July 2014. Airport Dehradun, India. I have no clue how often I have travelled to one of the most exciting growth markets over the last 10 years; probably more than 100 times. Within the framework of my current business trip, I have been meeting more than 50 corporate, political, and spiritual leaders so as to interview them on leadership, management, and also the deeper meaning of life. For years I have been longing to find the answers to two burning questions:
  1. What are the key principles of successful and happy people?
  2. How can leaders unleash maximum energy inside their employees so as to not only gain a competitive edge but also successfully meet the key challenges in the 21st century? 
While visiting a large company in New Delhi that manufactures electronic components for Phillips, I am astonished when employees and middle managers tell me that they have stayed with the company for more than 20 years.
 
At a university hospital in the northern part of the country, I encounter the same picture: Leading employees confirm that they still feel absolutely comfortable and see no reason to leave the organization, even after staying more than 15 years with the company.
 
And at one of the leading manufacturers for photovoltaic panels, I meet satisfied employees who literally adore their company and its culture. Such stories sweep me completely off my feet, since many companies in this dynamic market suffer heavily from job-hopping, while others apparently succeed in retaining their top talents for years in a job market offering thousands of great opportunities. When I ask for the reasons that some employees seem to be so attached to their bosses and companies, most of them answer:
 
“I feel at home.” “My boss fully appreciates me.” “My performance has always been recognized to the fullest.” One of the key words emerging again and again during all my conversations is “appreciation.” Most talk neither about incentive systems nor higher salaries when it comes to real recognition; they place particular emphasis on the soft issues that make them attached to their workplace.
 
It seems that appreciation makes people not just attached to their bosses, but also drives them to peak performance.
 
For Western companies, the lessons learned from the Indian case for retaining people seem to be interesting for various reasons.
  1. Job opportunities in a market with more than 1.2 billion people, an emerging middle class of more than 350 million consumers, and a whopping GDP growth of more than 5% per year are tremendous.

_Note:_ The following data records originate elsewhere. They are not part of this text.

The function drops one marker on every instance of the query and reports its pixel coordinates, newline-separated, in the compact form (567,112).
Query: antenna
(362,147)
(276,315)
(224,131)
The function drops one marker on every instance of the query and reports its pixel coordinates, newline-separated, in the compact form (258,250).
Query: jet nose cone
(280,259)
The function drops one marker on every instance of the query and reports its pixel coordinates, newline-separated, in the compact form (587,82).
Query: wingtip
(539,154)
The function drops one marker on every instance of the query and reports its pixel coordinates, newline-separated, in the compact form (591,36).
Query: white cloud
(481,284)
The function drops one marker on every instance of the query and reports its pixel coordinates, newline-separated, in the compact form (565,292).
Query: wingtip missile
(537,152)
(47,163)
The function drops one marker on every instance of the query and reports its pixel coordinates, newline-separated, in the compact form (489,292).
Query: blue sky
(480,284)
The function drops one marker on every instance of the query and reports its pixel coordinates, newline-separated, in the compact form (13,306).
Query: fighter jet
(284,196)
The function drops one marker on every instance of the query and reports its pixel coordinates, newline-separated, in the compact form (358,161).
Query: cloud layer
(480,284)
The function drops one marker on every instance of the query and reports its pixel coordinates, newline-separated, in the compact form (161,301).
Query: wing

Therefore, the risk of losing top talent is much higher than in the Western economy where job opportunities are scarcer.
  2. Given the command-and-control leadership style that is still ubiquitous in many sectors in India, one might suggest that it might be easier to “force” employees to be motivated.
  3. Despite the facts mentioned under 1) and 2), many Indian companies have been forced to be highly innovative when it comes to retaining employees over a longer period of time.
  4. Many employees who are loyal to their employers attest to their bosses’ high social competency and the courage of appreciating people honestly.
  5. Even in a fast-growing and dynamic economy and despite cultural idiosyncrasies, two criteria are essential when it comes to motivating employees: appreciation and authentic recognition. Salary and monetary incentives are insignificant provided that a minimum salary is guaranteed.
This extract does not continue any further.